Authenticity in cryptography
This article is an addon to my earlier article “Integrity in cryptography”. Till now we have discussed about Confidentiality, Integrity. Now, let us discuss about the last piece of the puzzle i.e., authenticity. Authenticity is the act of proving one’s identity. Whenever we go to a website like Gmail or Facebook we are prompted to enter our username & password. By entering these credentials we are proving(more technically speaking… authenticating) ourselves with the server.
That is one form of Authentication aka Basic Authentication. There are other ways to authenticate and let's see how one can leverage the concepts we learned from the previous articles to achieve Authenticity. From the previous article, we now know about Asymmetric key encryption where we have 2 keys i.e., a public key & a private key. We also know the 2 important properties that come along with using Asymmetric key encryption. If you don't know what those are, here’s a quick recap. Any text/message encrypted using a key can only be decrypted using its opposite pair. For example, a text encrypted with a public key can only be decrypted with the corresponding private key and vice versa.

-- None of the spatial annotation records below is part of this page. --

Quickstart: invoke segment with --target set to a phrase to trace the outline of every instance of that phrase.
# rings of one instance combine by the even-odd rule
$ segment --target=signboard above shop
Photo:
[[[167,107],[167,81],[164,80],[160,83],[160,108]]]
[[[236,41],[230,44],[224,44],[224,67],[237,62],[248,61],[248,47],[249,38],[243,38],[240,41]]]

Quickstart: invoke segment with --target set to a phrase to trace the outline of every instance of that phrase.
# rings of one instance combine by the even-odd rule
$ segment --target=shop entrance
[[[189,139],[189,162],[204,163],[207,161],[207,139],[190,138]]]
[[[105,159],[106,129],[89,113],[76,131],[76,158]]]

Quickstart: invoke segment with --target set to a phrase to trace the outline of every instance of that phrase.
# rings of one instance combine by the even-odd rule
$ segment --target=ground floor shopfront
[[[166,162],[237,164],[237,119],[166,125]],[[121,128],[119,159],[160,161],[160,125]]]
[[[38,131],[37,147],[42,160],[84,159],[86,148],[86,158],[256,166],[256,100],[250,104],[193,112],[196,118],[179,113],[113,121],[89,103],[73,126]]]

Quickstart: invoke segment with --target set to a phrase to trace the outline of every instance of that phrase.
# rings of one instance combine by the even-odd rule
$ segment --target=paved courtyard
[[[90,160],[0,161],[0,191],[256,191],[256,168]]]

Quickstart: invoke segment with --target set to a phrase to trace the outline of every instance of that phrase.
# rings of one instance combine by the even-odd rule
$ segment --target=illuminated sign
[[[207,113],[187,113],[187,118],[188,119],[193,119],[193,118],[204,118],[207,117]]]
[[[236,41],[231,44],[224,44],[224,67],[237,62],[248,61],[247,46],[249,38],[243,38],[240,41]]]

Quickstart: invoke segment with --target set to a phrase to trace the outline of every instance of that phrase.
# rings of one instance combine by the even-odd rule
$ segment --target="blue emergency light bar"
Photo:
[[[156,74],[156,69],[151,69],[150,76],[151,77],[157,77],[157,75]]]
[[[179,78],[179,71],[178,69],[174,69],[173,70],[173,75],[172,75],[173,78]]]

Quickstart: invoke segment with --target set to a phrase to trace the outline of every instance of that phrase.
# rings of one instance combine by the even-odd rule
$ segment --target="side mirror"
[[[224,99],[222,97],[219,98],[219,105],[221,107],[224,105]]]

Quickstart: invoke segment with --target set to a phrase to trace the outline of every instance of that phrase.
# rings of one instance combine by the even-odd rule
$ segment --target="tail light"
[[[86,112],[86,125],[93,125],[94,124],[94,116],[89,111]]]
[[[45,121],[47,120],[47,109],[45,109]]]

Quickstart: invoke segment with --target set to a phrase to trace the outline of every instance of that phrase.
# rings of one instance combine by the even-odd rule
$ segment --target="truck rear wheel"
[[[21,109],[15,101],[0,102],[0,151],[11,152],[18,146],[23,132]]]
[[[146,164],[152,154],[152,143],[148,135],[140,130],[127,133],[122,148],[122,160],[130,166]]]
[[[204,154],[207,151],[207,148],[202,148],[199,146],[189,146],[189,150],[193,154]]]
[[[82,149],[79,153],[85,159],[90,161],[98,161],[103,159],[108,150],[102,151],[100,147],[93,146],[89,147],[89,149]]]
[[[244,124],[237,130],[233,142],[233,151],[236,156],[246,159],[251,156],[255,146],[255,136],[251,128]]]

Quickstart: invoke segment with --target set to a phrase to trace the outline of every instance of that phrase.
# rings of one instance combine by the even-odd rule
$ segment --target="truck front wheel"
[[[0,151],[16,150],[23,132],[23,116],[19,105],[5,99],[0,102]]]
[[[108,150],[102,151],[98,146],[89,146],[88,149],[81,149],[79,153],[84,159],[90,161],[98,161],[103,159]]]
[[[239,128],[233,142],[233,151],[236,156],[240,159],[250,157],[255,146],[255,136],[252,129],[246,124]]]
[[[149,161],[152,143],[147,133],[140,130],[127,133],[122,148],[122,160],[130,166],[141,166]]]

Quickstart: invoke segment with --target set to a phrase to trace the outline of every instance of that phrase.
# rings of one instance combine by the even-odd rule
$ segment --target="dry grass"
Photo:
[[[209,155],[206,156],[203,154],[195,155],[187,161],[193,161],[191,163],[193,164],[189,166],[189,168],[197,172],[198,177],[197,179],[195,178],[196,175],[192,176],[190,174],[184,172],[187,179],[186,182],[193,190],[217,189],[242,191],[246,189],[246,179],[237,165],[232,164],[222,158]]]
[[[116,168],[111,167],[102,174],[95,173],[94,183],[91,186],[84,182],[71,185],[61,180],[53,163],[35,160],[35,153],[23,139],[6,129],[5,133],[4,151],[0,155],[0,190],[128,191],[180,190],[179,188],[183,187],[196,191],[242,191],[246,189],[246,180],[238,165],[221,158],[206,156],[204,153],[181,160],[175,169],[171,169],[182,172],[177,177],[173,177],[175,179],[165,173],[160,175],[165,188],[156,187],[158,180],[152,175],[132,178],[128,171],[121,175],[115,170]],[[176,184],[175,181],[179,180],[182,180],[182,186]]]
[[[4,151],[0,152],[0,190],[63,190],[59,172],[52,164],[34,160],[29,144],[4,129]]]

Now, using this knowledge let's take a real example. Let’s say there are 2 parties Alice and Bob who want to communicate with each other. For this purpose, both parties generate their own public & private key pair. The way they would communicate would look like this,
Alice sends a message to bob by encrypting it using his public key. In addition to this, she attaches a digital signature (as we discussed in the earlier article) using her own private key. Bob when received the message can use his own private key to decrypt the message sent by Alice and view its contents(This is possible because of the special property of the public-private key pair we discussed above). Since the message was encrypted using Bob’s public key, we are good. Now for the interesting part, how does bob know that this message was sent by Alice and not by some malicious attacker? This is where digital signature and the special property of public-private keys come into the picture. Since the digital signature was generated by Alice’s own private key. Anyone in the network including Bob can get her public key and then verify if they are able to decrypt the signature. If they are able to decrypt the signature then that means the digital signature was indeed generated by Alice. By this Alice can authenticate(prove her identity) to Bob.
Note: If bob wants to send a message to Alice, he does the same sequence of steps. (Just switch the words, Alice & Bob, in the example above)
This is how Authenticity is achieved in the data exchange between parties. This forms a basis for OIDC (Open ID Connect) using which industry-level applications achieve authentication.